A diagram showing the use of opposite lock steering with a car driving up and turning to the right. Note the angle of the front wheels where blue indicates right steer, red left steer.

Powerslide simulated using MSC Adams

Opposite lock, also commonly known as countersteer, is a colloquial term used to mean the steering associated with the deliberate use of oversteer to turn a vehicle rapidly without losing momentum. It is typified by the classic rallying style of rear-wheel drive cars, where a car travels around a bend with a large drift angle. The terms "opposite lock" and "counter-steering" refer to the position of the steering wheel during the maneuver, which is turned in the opposite direction to that of the bend.

The technique works best on loose or wet surfaces where the friction between the tires and the road is not too high, but can also be used on asphalt or other surfaces with high friction if the vehicle has enough power to maintain speed.
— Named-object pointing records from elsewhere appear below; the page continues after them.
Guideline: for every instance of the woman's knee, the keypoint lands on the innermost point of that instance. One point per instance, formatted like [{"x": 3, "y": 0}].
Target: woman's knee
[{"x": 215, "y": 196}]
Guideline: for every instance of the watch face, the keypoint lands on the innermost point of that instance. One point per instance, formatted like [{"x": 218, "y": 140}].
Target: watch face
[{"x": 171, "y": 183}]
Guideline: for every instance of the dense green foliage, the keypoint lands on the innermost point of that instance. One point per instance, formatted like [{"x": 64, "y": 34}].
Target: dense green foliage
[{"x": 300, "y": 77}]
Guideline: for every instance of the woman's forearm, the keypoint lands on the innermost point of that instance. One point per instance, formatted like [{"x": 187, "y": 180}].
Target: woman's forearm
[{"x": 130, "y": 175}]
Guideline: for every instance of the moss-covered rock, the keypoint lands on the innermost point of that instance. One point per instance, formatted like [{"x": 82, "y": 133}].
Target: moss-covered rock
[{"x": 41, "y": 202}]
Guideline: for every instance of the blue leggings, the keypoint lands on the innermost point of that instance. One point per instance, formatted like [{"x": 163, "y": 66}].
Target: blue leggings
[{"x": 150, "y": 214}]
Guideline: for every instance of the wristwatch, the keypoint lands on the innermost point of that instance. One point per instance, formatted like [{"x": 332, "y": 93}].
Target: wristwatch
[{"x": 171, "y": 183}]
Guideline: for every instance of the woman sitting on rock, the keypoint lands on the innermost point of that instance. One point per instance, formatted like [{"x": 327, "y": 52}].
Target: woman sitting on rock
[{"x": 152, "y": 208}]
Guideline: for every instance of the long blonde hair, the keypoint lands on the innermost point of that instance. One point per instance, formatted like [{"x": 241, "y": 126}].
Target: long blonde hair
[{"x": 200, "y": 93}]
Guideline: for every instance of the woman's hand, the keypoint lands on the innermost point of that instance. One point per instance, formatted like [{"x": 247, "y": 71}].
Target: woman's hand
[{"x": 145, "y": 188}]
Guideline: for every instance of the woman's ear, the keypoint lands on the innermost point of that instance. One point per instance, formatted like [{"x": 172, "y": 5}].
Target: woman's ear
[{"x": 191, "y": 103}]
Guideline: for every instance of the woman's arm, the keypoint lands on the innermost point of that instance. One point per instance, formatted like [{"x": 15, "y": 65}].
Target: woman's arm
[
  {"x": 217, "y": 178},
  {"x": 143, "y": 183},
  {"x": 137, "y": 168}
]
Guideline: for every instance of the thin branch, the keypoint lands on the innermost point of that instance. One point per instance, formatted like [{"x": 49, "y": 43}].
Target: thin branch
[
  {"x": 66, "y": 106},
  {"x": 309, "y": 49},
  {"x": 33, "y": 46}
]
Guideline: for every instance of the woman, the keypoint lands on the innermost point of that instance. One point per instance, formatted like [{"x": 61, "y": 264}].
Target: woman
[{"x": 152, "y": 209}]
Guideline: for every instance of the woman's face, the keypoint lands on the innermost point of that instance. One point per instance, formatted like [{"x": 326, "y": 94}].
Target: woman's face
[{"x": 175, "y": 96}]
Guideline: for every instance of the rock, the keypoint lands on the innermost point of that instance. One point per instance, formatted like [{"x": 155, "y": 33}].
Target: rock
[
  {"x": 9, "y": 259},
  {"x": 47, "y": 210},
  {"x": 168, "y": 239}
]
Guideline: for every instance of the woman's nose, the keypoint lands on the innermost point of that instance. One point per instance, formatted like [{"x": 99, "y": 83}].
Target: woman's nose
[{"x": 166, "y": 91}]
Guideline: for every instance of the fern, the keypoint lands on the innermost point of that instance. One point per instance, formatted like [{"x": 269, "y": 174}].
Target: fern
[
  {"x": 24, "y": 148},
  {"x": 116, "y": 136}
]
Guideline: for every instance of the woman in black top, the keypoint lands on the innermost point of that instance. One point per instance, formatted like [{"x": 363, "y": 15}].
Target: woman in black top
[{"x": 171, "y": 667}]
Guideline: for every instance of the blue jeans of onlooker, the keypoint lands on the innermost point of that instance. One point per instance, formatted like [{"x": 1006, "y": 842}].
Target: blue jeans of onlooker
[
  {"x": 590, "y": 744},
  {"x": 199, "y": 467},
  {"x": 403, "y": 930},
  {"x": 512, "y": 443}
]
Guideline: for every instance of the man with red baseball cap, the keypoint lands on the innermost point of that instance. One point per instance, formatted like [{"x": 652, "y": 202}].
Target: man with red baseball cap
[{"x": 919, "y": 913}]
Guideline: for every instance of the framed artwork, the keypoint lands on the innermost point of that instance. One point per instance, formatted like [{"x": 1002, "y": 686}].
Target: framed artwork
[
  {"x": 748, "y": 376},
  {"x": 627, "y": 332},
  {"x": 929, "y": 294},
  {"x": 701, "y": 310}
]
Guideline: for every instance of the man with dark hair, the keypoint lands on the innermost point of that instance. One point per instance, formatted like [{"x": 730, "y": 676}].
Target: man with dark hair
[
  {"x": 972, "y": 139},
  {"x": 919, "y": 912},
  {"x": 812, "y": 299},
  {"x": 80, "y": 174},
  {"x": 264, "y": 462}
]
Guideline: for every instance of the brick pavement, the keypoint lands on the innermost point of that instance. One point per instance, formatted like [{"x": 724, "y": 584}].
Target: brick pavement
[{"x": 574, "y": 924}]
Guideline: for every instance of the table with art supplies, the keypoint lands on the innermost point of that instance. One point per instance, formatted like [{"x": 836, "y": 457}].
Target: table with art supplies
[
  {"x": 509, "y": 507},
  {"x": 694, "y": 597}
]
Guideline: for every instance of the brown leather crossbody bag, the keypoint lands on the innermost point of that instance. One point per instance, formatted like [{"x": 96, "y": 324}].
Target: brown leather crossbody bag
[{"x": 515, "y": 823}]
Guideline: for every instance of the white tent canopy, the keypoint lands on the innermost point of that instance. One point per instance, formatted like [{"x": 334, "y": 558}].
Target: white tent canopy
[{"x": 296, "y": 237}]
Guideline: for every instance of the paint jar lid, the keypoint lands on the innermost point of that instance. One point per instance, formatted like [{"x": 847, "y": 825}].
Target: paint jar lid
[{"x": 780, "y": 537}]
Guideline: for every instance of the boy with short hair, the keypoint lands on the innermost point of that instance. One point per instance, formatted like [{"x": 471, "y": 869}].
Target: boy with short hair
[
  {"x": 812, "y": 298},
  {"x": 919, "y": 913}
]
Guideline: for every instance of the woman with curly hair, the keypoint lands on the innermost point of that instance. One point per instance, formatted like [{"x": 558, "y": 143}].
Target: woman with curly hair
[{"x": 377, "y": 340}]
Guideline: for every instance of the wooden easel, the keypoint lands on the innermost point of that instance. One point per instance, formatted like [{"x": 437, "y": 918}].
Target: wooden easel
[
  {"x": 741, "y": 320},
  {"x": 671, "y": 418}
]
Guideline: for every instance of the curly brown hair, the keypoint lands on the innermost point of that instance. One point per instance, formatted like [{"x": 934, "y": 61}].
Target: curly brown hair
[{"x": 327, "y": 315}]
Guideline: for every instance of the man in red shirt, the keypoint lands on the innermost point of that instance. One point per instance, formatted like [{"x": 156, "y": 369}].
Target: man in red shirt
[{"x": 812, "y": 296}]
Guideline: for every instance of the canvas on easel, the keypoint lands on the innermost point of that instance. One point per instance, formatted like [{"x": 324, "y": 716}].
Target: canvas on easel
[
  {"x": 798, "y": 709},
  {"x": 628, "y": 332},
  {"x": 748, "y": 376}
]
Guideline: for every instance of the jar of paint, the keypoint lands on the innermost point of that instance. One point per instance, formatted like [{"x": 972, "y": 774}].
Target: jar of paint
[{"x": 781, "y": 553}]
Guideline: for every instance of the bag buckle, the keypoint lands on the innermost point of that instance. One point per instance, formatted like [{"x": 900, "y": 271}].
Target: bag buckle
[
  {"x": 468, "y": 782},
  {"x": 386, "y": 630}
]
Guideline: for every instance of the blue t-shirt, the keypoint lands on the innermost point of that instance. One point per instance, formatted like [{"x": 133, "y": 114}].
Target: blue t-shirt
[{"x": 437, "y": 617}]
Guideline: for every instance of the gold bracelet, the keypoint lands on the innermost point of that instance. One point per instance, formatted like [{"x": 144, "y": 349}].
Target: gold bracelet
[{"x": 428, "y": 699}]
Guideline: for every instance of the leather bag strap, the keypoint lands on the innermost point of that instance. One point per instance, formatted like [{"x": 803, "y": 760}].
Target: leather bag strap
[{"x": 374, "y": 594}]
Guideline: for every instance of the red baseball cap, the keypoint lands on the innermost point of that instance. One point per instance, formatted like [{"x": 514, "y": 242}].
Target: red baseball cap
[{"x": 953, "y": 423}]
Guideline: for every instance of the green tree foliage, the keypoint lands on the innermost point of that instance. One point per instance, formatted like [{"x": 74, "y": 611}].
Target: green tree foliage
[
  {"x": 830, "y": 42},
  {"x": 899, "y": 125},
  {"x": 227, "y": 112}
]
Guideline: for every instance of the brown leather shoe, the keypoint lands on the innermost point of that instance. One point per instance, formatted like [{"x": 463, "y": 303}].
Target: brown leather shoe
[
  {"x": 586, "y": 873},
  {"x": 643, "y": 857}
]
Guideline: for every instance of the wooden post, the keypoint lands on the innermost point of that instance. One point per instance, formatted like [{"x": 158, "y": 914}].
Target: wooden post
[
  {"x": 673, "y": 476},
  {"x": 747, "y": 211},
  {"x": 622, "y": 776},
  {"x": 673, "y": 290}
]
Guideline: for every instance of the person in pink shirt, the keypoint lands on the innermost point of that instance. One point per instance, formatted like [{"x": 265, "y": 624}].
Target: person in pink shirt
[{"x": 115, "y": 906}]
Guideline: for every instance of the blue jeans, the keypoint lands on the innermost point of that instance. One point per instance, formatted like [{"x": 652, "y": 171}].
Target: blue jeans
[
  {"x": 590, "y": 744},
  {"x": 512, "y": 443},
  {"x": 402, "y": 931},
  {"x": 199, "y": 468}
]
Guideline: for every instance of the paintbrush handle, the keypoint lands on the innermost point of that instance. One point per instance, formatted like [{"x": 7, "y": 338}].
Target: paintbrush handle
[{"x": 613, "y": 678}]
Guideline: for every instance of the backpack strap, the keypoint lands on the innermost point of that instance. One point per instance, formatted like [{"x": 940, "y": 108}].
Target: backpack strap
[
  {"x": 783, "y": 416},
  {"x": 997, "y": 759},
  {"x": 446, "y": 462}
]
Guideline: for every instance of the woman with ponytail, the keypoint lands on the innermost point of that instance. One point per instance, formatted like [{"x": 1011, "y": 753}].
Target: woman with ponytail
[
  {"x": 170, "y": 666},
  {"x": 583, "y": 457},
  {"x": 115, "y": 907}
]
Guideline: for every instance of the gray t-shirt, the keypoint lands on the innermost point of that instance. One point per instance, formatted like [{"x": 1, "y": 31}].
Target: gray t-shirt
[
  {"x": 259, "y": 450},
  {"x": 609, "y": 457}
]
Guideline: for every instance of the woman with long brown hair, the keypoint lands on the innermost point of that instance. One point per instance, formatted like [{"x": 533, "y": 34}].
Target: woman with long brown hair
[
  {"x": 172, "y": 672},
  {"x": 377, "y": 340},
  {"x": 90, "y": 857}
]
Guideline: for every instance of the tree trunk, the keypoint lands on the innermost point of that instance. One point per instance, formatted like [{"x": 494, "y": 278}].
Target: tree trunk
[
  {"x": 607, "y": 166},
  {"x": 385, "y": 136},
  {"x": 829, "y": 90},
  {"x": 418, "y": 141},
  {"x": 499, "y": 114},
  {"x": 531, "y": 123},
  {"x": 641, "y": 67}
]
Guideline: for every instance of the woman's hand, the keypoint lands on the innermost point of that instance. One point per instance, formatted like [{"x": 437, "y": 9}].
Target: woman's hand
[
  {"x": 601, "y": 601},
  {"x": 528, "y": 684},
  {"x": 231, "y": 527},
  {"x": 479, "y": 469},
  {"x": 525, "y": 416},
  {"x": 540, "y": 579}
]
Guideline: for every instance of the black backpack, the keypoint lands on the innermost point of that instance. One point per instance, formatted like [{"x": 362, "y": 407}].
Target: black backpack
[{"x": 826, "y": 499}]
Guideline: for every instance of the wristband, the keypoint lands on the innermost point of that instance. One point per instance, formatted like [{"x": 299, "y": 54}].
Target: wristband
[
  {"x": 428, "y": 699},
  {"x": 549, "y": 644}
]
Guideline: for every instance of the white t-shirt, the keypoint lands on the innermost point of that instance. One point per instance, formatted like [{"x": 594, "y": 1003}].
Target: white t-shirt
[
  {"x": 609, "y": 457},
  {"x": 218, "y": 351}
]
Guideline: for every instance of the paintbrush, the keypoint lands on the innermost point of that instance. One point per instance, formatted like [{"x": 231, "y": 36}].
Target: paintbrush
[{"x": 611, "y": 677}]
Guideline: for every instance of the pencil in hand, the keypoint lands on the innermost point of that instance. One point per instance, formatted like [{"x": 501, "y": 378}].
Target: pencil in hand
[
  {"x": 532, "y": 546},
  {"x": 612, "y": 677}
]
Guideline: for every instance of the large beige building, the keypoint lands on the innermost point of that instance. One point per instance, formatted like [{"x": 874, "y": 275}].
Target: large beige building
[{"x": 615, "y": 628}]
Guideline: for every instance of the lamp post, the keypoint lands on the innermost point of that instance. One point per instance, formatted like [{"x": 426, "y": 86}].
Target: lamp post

Before entry to the bend, the car is turned towards the bend slightly, but quickly, so as to cause a rotating motion that induces the rear of the car to slide outwards. Power is applied which applies further sideways movement. At the same time, opposite lock steering is applied to keep the car on the desired course. As the car reaches the bend it will have already turned through most of the needed angle, traveling sideways and losing some speed as a result. A smooth application of power at this point will accelerate the car into the bend and then through it, gradually removing the sideways component of travel.

For front-wheel drive vehicles, there is much less natural tendency for the rear wheels to break traction because they are not transmitting power, so often such vehicles are set up with a strong bias to the rear brakes, allowing the driver to control traction using the brake pedal. The brake balance (front/rear braking force) may be continually controllable by the driver using a hand lever. Left-foot braking is the favored technique for using opposite lock in a front drive vehicle.

A related technique is the handbrake turn, in which the rear wheels are deliberately locked in order to break the friction between the tires and the road, allowing the car to be spun around a very tight bend or junction, etc.